📙 Tempo espetacular — quando a atenção vira produto
Resumo comentado de "A sociedade do espetáculo", capítulo 6.
Mas as pessoas na sala de jantar
São ocupadas em nascer e morrer
— Caetano Veloso e Gilberto Gil
“Nossa atenção é nossa vida”, escreveu Oliver Burkeman em Quatro mil semanas, segundo livro aqui do nosso Clube de Cultura — se você ainda não leu, aproveite.
Se acreditamos que isso é verdade, cada minuto que passamos scrollando um feed infinito, assistindo a stories que desaparecem em 24 horas ou respondendo notificações de trabalho fora do expediente não é apenas tempo perdido. É vida transferida para outra conta. (a do Zuck)
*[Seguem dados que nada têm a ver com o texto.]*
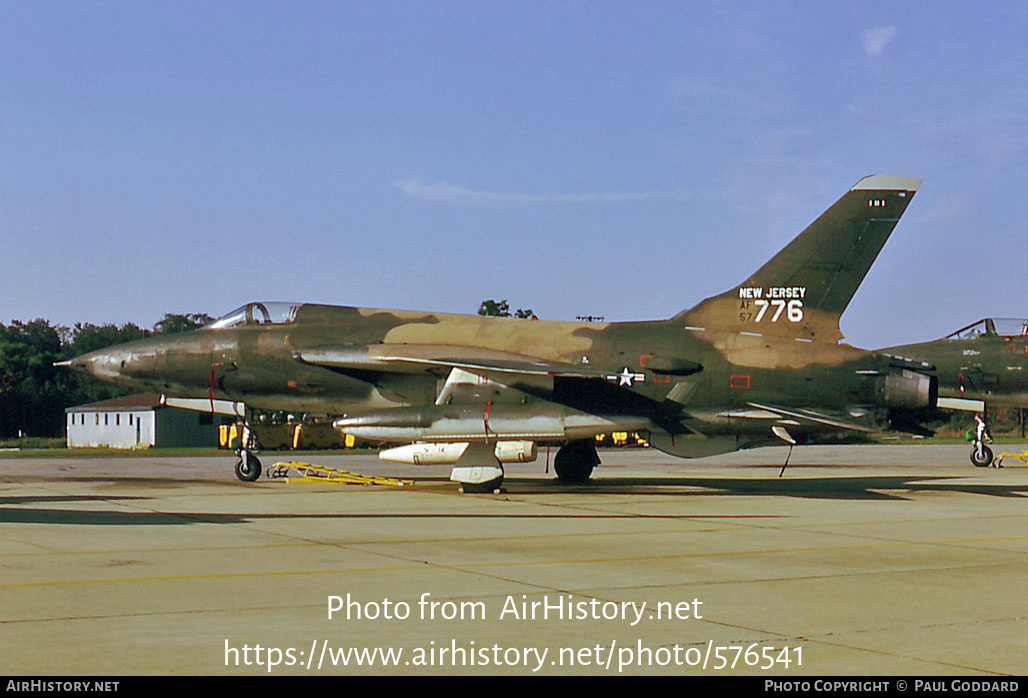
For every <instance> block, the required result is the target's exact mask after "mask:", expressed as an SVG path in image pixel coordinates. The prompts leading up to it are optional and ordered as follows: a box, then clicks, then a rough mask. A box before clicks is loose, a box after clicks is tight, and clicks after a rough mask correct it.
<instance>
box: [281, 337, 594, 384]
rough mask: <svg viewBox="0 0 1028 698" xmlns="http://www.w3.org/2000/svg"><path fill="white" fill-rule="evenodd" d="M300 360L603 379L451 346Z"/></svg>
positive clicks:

Guy Debord escreveu A sociedade do espetáculo em 1967, quando a televisão era a tela dominante. Mas suas teses sobre o “tempo espetacular” servem muito bem para descrever o que hoje chamamos de economia da atenção. O “tempo-mercadoria” de que ele fala é atenção-mercadoria, os “blocos de tempo totalmente equipados” vendidos como produto são assinaturas de streaming, os “pseudo-acontecimentos que não foram vividos” são a vida performada para redes sociais.
Atenção é tempo, tempo é vida. Quem captura sua atenção, captura seu tempo. Quem captura seu tempo, captura sua vida. O espetáculo, para Debord, não é apenas o que aparece nas telas. É o sistema que transforma nossa existência em mercadoria consumível, um minuto de cada vez.
Debord abre o capítulo com uma citação de Baltasar Gracián: “Nada de nosso temos senão o tempo, de que gozam justamente aqueles que não têm paradeiro”. Em 1647, o filósofo espanhol já entendia que o tempo é o único recurso verdadeiramente limitado. O que mudou desde então é quem lucra com esse recurso.
Na tese 147, Debord estabelece o conceito central do capítulo:
O tempo da produção, o tempo-mercadoria, é uma acumulação infinita de espaços equivalentes. É a abstração do tempo irreversível, de que todos os segmentos devem provar ao cronômetro a sua única igualdade quantitativa. Este tempo é, em toda a sua realidade efetiva, o que ele é no seu caráter permutável. É nesta dominação social do tempo-mercadoria que “o tempo é tudo, o homem não é nada: é quando muito a carcaça do tempo”.
“O tempo é tudo, o homem não é nada”. A frase, que é de Marx, está em cada aplicativo de time-tracking, cada técnica de pomodoro, cada “ritual matinal dos CEOs de sucesso”. O que vendemos como “gestão de tempo” é, na prática, gestão de atenção. E o que chamamos de “produtividade” é, frequentemente, a arte de vender nossa atenção para quem paga mais.